Duby is an anonymous social media network inspired by the therapeutic properties of marijuana. Duby began as a quest for alternative medical treatment, and was subsequently developed as a tool for safely sharing the complete cannabis experience. Duby serves as the preeminent digital platform for connecting the medicinal and recreational cannabis communities.
So far, the Duby app has 250,000 worldwide mobile users. When it comes to privacy among social media platforms, Duby stands alone in its pledge to put security first by protecting user identity. Unlike all other networks, if a user requests that their account be deleted, that’s exactly what happens. A delete request means that the account is wiped clean from existence, not merely made invisible and kept on file in a database of consumer metrics. Meanwhile, active users can engage in unlimited anonymous participation — posting images and videos of cannabis-based lifestyle content. Such a posting of, say a picture of a cannabis plant or a vial of CBD oil, is itself called a ‘duby.’ Users unconcerned with anonymity can post dubys of portraits and videos of themselves and others.
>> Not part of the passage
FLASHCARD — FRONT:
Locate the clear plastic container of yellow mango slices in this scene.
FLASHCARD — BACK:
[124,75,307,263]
Russell Thomas decided to utilize his knowledge of viruses and viral content when writing the Duby platform software. He created, in effect, a reverse-engineered model of what drives popular content. Duby users engage with the gamer aspect by striving for the highest influence score occurring in 24-hour cycles. This is done by posting a Duby that is viewed by other users who either “light it up” or “put it out” based on the quality of the content. In this way, the platform is self-regulating as poor content does not get circulated. This feature allows the entire breadth of content to be regulated by just one part-time moderator. Also, unlike Facebook, Instagram and Twitter, Duby provides users with visual comparisons of one another which drives gamified engagement. This creates a focused usership that is highly valuable to advertisers who want direct access to a specifically engaged consumer audience. Russell Thomas sits in his office located not three blocks from the Capitol Building in Denver and muses “I am sitting right where the people selling picks and shovels were during the Gold Rush. Now it’s the Green Rush — and I’m the guy with the picks and shovels.”